The fact that the “Messiah” was proven to be a fake was obviously unacceptable to the violin trade, and though my findings regarding provenance and the falsified inscription were swept under the carpet, the date discovered by Klein and confirmed by Kuniholm had to be refuted.  A British violin maker and amateur dendrochronologist named John Topham stepped forward and claimed to have discovered an earlier date, 1682, which was consistent with the putative date of the “Messiah,” 1716.  The non-standard technique that he employed made use of a so-called “floating chronology” derived from two other instruments attributed to Stradivari.  This floating chronology was ostensibly fixed in time by cross-dating it with a master chronology, but that floating chronology only extended to 1685, which prevented Topham from discovering a later date having a better statistical match.


The Violin Society of America decided to resolve the issue of the two conflicting dates by engaging Dr. Henri Grissino-Mayer, a dendrochronologist at the University of Tennessee.  In his preliminary workup using a public-domain master chronology from the alpine region, he admitted that he had confirmed Klein’s findings, but for some reason he decided to reject that date.  Though one would assume that he would work independently of Topham, the two teamed up at the Ashmolean Museum, and Grissino-Mayer adopted Topham’s “floating chronology,” thereby arriving at precisely the same date as Topham. They published together in the journal Dendrochronologia in 2009.  

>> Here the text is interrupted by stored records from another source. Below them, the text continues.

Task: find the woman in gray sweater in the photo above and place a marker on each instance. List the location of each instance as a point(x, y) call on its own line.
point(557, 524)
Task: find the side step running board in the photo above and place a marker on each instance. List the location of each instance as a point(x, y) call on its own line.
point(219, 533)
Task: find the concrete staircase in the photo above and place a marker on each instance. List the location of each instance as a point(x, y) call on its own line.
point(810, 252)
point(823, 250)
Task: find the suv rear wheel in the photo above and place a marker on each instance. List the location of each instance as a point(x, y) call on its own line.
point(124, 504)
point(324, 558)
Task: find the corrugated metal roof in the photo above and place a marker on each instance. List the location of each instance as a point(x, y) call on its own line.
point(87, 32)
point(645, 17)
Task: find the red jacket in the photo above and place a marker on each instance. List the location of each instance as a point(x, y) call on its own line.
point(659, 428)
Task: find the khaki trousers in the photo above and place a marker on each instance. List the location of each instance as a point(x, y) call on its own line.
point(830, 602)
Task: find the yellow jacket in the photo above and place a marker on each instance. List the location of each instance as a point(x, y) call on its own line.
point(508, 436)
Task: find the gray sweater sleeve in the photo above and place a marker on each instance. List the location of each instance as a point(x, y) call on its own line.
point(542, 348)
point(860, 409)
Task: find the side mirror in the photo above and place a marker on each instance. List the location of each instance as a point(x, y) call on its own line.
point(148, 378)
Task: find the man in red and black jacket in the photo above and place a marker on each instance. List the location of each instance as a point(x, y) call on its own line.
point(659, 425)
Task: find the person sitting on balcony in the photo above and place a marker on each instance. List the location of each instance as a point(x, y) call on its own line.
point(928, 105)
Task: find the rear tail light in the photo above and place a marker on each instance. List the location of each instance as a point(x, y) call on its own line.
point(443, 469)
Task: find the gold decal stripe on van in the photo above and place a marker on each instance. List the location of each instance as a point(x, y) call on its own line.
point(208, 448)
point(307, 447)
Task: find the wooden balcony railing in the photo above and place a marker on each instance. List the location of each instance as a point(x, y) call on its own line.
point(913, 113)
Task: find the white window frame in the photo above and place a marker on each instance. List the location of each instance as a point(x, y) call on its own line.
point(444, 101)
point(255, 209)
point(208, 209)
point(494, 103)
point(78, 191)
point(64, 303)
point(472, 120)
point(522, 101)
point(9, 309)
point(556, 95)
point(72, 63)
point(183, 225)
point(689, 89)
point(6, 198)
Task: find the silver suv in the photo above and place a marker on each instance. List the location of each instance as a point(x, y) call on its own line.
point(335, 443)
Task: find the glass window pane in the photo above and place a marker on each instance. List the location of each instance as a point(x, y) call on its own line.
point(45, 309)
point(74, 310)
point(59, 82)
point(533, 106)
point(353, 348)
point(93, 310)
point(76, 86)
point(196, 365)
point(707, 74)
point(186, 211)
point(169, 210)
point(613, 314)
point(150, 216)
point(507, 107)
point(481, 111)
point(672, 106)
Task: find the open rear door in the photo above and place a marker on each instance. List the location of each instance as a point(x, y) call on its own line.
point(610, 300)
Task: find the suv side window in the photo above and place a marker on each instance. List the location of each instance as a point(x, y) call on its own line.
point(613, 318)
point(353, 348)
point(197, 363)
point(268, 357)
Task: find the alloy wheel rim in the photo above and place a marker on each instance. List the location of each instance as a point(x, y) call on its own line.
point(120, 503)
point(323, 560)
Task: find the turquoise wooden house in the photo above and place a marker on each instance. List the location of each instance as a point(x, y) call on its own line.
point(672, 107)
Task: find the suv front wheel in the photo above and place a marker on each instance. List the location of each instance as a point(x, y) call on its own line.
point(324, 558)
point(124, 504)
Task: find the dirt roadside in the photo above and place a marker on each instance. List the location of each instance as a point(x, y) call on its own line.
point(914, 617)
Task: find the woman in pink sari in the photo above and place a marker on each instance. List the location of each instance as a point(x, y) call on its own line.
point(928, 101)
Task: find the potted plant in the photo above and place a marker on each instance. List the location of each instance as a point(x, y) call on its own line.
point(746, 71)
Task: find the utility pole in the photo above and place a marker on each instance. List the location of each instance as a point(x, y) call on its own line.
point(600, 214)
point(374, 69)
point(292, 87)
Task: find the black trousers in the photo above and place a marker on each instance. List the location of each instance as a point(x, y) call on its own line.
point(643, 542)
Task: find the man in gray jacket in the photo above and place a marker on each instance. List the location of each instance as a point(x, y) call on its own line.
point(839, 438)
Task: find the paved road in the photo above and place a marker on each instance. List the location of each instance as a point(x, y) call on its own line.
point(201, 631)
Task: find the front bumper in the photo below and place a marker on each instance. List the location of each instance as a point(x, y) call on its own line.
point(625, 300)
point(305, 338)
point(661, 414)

In an article on the dendro-dating of the “Messiah” published in the Journal of the Galpin Society in 2002, Topham is quoted as having stated that the wood used to make the “Messiah” probably came from the Oetztal Alps in Austria.  This statement intrigued me, so I compared the year-ring measurements of the “Messiah” with a master chronology from that region, the Siebenlist-Oetztal chronology, and found that the date of 1682 achieves a match of 47% for the violin’s treble side and 52% for the bass side—neither of which remotely qualifies as a match, whereas there is a very compelling 65% match for the date 1774.


In conclusion, I would strongly suggest that “scientific studies” of musical instruments, and especially those involving the violin, be given great scrutiny, even when they have been conducted at great institutions of learning, underwritten by august societies, and published in respected journals and museum catalogues.
 

Ultra-violet fluorescence photomicrograph of a cross section of a chip of wood from a Stradivari cello dated 1736 showing two distinct layers of varnish applied directly to the wood. No particulate ground can be seen in this or other samples studied by Stewart Pollens.